うんうん、その髪型、愛之助に良く似合ってるし。タリサやマヤラ達のウサ耳にも何処と無く似てるね。可愛い可愛い!」
すっかり愛之助のお兄ちゃん気分の愛満は、タリサとマヤラのウサ耳に『似てる似てる』と上機嫌のなか弟の愛之助を誉めてあげ。
自分が着たいと思う服を着るのが一番だと常々考え。またこの短期間の中、弟馬鹿にすっかりなってしまっている愛満しか居らず。自身の欲望を止めてくれる人の居らぬ愛之助は、日に日にガーリー路線へと一直線なのであった。
◇◇◇◇◇
そんなこんなしながら、愛満達が本日お招きしたお客様の到着を待っていると『チリ~ン、チリ~ン』と茶屋の扉のベルが鳴り。
扉から真っ白なウサ耳がチラッと見えた、次の瞬間
「愛満!愛之助!タリサが遊びに来たよ~!」
「マヤラもきちゃよ~!」
今日も元気良く、タリサとマヤラの2人が万次郎茶屋内へ飛び込んで来る。
そして少し遅れて、頭に真っ白なウサ耳の生えた。小柄な体型でいて、糸目の優しそうな年配の男性を始め。

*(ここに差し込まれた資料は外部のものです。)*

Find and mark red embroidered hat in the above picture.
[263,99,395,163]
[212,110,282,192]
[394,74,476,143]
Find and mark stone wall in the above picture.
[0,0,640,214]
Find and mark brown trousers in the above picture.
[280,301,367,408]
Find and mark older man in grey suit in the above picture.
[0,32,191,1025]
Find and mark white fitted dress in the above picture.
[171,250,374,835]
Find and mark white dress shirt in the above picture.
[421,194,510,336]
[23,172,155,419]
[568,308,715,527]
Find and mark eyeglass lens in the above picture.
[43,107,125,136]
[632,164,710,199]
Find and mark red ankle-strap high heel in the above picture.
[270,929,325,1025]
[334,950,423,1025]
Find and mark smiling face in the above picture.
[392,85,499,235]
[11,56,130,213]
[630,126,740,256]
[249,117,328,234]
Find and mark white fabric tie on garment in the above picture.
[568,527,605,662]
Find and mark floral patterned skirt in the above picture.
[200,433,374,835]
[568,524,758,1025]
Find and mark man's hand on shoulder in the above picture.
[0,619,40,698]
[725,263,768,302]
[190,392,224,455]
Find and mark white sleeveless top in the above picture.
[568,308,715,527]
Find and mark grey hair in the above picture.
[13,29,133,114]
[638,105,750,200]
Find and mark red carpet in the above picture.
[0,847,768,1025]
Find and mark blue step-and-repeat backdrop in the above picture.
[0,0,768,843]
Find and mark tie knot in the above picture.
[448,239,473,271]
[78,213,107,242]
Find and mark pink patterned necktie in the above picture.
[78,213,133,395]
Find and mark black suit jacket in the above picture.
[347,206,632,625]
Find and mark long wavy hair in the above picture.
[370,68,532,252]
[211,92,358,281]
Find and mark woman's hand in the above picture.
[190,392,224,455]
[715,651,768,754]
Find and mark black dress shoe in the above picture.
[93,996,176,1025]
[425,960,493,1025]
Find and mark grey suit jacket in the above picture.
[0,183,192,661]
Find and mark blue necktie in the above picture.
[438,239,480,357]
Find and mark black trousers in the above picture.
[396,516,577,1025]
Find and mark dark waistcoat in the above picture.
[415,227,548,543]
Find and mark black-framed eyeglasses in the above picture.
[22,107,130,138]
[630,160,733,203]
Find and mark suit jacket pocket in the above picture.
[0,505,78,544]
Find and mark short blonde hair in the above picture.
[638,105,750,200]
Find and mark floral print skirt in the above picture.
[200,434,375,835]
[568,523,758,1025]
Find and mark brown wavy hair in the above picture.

真っ黒なウサ耳が生え。グラマラスな体型と共に口元の黒子がセクシーな。年配と言うか、年齢不詳の美魔女のような女性に加え。
灰色のウサ耳が頭に生え。最初の年配男性とはかなり対称的な、筋肉ムキムキの40代前半の男性達3人が立っており。
愛満と目があった年配男性が深々と頭を下げ。
「おはようございます。
私タリサとマヤラの父親、アルフと言いまして、横に居りますのが妻のアコラ、その隣が長男のルクチになります。
昨日はタリサとマヤラが大変お世話になったようで、更には珍しい和菓子というお土産まで頂き。本当にありがとうございます。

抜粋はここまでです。